Daria Wilkes deutschsprachiges Debüt fusst auf einem Gedankenspiel. Was wäre, wenn die Tradition der Kastratensänger gar nie aufgegeben worden ist und seit jeher im Versteckten weiter praktiziert wird? Erzählt wird dieses Gedankenspiel subtil und sachte aus zwei Perspektiven. Matteo, der begnadetste Sänger des Hauses, berichtet als Ich-Erzähler von seiner Ausbildung, der Erziehung und den Vorgängen im Schloss. Eine auktoriale Erzählstimme bildet dessen Gegenpart. Die Perspektiven wechseln sich in jedem Kapitel ab und werden auch typographisch konsequent voneinander abgegrenzt. Matteos Schilderungen sind in Serifen-Schrift gesetzt, auktoriale Passagen in serifenfreier Schrift.

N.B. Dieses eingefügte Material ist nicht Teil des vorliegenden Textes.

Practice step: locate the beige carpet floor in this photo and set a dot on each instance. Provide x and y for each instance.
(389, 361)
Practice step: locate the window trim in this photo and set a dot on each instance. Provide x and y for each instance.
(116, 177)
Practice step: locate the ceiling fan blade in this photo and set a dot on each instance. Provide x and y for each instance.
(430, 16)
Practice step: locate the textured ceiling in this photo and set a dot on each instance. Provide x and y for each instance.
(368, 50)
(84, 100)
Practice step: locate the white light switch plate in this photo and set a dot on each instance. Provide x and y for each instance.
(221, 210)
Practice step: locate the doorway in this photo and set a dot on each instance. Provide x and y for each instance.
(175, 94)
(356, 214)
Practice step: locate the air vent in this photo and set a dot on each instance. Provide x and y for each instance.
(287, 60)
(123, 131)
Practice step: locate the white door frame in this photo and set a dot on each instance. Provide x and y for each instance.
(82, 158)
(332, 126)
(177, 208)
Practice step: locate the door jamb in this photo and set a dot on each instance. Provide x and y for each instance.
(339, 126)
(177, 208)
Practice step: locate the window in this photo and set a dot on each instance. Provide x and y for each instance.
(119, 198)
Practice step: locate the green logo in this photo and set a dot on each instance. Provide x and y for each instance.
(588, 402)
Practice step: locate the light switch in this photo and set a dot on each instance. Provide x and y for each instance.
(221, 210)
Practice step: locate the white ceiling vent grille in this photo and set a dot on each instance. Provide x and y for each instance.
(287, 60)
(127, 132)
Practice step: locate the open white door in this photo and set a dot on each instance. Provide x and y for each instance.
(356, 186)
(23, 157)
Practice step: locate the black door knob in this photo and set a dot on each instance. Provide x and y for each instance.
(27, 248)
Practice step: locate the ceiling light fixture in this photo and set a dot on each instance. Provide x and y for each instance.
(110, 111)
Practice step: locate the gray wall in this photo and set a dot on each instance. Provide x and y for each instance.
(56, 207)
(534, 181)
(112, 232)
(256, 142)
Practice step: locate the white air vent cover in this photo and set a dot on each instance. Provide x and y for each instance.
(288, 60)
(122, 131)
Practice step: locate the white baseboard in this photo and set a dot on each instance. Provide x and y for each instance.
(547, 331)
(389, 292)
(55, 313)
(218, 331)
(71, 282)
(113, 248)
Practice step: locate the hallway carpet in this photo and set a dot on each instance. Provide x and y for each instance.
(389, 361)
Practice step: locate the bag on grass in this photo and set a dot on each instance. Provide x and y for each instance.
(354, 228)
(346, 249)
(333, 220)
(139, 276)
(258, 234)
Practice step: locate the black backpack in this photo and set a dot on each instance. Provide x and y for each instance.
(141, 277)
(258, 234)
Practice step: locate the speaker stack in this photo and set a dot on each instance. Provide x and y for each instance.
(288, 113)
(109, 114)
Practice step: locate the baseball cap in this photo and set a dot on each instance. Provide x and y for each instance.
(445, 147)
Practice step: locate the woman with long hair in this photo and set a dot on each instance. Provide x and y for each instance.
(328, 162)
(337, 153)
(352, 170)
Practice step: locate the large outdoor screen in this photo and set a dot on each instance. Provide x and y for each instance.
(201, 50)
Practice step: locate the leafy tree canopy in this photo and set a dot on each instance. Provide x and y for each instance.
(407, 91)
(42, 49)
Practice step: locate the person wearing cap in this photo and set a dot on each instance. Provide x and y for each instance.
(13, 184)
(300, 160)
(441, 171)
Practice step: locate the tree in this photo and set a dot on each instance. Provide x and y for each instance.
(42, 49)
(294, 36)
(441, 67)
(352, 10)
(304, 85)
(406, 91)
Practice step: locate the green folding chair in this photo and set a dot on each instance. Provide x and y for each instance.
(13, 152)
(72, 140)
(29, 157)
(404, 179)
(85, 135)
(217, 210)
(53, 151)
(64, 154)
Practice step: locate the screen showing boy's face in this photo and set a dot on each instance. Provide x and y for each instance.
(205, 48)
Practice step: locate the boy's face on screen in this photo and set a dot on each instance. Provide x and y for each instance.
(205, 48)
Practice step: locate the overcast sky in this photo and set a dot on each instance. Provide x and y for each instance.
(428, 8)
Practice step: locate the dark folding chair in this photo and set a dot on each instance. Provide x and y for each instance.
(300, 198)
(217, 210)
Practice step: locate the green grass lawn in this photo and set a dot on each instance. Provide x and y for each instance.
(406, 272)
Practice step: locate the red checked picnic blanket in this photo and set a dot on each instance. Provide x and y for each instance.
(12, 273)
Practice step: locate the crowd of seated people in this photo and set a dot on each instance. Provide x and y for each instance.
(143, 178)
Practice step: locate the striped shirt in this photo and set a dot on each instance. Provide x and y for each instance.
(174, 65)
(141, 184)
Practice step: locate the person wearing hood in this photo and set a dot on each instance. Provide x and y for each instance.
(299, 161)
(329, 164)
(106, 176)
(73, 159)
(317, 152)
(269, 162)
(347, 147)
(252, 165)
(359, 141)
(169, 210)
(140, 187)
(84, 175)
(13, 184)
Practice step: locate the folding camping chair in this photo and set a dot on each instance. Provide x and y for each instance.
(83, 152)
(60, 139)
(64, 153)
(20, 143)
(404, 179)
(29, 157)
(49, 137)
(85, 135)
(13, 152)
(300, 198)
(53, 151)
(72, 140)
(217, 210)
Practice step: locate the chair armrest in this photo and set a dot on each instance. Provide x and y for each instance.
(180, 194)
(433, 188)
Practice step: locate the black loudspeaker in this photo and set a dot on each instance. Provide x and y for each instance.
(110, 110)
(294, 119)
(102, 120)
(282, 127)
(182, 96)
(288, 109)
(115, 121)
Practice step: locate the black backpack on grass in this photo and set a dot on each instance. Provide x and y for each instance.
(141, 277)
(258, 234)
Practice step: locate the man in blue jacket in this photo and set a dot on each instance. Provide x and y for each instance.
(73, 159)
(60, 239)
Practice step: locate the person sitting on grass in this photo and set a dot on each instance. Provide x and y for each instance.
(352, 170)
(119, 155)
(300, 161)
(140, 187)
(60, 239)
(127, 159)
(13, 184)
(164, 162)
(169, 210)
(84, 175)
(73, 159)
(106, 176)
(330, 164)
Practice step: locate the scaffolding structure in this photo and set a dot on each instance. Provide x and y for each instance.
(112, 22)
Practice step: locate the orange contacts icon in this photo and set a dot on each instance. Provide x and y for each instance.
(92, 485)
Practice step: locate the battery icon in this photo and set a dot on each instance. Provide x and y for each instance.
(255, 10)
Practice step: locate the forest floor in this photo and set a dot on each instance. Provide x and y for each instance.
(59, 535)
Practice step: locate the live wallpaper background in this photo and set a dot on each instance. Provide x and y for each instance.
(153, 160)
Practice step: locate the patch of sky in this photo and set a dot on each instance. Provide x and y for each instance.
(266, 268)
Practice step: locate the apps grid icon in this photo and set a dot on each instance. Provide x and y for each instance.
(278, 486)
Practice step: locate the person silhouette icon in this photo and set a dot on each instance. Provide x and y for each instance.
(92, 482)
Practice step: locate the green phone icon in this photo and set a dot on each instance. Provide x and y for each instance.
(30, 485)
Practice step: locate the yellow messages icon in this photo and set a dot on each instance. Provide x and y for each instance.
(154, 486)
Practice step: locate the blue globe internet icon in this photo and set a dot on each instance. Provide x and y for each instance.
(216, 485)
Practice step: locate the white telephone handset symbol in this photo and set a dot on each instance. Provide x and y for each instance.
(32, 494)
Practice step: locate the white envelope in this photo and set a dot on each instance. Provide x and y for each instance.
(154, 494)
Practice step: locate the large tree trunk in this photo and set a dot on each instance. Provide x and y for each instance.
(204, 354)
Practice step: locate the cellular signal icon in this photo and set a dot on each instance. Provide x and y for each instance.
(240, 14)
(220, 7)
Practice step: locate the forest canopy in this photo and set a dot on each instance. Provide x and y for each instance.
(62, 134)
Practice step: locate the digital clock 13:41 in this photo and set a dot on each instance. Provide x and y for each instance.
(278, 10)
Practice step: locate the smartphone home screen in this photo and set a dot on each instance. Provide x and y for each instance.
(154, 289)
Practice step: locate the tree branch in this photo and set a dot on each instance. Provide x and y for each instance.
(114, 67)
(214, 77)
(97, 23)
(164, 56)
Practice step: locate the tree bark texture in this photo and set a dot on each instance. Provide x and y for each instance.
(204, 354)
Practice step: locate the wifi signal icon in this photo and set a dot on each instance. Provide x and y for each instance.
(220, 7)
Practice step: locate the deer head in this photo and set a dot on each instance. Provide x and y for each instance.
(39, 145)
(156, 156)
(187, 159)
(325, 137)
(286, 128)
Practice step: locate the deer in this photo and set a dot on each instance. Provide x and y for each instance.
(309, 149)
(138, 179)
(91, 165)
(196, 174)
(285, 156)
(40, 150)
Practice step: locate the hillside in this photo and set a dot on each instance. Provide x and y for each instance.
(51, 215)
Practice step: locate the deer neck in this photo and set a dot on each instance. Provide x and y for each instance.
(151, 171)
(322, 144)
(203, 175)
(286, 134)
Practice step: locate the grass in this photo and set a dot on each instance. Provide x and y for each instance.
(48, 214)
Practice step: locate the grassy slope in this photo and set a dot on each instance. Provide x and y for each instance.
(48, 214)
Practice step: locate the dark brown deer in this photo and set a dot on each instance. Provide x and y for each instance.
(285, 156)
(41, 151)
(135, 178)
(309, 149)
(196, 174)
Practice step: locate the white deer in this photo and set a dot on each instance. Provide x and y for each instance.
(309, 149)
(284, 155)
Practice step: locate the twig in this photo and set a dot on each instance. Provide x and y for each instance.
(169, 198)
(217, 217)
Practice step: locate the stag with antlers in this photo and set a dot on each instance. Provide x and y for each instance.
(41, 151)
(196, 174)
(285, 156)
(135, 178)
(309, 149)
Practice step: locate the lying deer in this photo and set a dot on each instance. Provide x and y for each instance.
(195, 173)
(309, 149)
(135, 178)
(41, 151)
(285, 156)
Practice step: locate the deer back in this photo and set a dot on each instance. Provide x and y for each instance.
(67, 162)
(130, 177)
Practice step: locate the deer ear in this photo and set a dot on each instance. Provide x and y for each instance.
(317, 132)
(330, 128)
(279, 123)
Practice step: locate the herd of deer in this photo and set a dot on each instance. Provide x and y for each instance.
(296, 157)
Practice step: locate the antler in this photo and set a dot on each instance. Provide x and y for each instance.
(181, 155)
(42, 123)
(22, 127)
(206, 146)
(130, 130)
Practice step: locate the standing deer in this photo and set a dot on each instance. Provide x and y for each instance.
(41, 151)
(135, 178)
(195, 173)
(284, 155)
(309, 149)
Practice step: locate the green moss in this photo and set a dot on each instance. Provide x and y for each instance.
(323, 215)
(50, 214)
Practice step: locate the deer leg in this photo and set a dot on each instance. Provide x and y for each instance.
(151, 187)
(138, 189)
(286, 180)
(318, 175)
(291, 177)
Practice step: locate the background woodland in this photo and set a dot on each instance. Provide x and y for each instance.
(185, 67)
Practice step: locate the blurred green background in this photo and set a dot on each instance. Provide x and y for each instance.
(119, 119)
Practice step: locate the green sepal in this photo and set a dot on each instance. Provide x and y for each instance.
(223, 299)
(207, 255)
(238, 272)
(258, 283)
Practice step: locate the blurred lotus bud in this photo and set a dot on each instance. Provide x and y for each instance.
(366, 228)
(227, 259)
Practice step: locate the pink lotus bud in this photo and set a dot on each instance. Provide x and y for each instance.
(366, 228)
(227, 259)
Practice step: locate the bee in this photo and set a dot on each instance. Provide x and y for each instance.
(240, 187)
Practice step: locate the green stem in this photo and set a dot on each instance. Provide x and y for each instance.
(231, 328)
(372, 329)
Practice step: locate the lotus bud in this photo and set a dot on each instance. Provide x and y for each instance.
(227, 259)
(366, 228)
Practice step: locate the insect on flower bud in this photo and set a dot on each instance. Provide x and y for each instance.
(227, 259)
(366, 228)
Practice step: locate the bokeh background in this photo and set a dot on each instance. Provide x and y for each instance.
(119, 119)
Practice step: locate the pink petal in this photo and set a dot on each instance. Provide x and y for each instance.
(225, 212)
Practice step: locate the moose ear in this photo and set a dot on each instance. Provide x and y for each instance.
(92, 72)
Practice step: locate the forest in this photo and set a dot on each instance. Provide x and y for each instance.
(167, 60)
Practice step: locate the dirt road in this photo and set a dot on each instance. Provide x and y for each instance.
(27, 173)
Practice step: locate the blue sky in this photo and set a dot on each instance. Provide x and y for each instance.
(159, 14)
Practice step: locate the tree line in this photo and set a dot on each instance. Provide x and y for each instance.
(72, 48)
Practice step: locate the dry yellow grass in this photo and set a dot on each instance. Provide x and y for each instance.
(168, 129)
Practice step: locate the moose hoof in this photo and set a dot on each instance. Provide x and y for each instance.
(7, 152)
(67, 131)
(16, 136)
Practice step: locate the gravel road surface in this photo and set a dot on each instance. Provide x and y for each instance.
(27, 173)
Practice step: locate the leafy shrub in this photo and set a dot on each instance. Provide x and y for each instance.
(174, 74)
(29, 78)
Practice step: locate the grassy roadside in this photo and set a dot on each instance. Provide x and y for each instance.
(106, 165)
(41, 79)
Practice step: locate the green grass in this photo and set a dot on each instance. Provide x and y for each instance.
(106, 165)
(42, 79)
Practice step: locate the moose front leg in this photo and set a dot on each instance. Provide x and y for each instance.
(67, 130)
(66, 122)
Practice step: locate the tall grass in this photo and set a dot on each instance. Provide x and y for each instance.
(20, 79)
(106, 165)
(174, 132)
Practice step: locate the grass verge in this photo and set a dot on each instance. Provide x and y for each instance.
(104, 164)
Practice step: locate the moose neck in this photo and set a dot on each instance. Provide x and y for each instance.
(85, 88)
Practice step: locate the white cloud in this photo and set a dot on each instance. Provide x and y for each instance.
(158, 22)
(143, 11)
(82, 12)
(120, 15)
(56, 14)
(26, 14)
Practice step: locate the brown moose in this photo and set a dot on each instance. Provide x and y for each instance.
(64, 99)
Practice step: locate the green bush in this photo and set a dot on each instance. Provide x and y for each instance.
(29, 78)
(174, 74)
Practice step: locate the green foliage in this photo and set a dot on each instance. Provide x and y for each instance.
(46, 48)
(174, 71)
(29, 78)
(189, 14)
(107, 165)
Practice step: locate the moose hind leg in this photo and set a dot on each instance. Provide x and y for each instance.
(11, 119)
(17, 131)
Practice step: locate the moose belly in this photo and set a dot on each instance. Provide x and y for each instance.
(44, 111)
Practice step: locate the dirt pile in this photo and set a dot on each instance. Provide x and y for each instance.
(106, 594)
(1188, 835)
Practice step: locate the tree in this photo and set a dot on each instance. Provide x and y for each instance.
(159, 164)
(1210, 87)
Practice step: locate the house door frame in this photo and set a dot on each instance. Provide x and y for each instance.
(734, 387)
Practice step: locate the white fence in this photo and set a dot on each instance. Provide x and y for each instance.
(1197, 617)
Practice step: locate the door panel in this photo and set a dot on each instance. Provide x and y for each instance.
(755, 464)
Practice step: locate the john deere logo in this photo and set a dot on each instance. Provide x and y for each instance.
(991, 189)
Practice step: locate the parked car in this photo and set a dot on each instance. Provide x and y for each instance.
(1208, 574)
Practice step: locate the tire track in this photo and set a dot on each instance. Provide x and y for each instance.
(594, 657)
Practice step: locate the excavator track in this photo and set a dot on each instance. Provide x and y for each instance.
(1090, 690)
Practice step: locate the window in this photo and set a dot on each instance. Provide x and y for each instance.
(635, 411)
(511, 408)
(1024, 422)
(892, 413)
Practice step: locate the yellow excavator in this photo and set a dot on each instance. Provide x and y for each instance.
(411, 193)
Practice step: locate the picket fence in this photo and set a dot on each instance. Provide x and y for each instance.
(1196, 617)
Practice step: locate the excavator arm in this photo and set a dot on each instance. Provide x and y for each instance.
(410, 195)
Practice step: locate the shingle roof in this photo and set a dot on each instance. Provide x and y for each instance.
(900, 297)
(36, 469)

Der Kniff, das Geschehen in die Jetztzeit zu verlegen, erlaubt es, einerseits weiterhin historische Bezüge zum Barock, seien es die Opern oder die berühmten Sänger, zu machen, andererseits wird die Tradition des Barocks so immer wieder reflektiert und gespiegelt. Wilke hat äusserst gründlich recherchiert und knüpft breite Bezüge in den Barock und die historische Tradition der Kastratensänger, die ursprünglich schlicht als “Musico” bezeichnet wurden. Bereits der erste Satz beginnt mit einer Auflistung berühmter Sänger der Epoche. Und da der Barock hier ja im wortwörtlichen Sinne aus der Zeit gefallen ist, wird der Kontrast zwischen barocker Tradition und dem modernen Leben ausserhalb des Schlosses besonders hervorgehoben. Diese Spannung zwischen Tradition und Moderne wird im Roman umgemünzt und ermöglicht der Geschichte eine weitere Dimension, die die menschliche Psyche in Gefangenschaft und konstanter Überwachung abbildet.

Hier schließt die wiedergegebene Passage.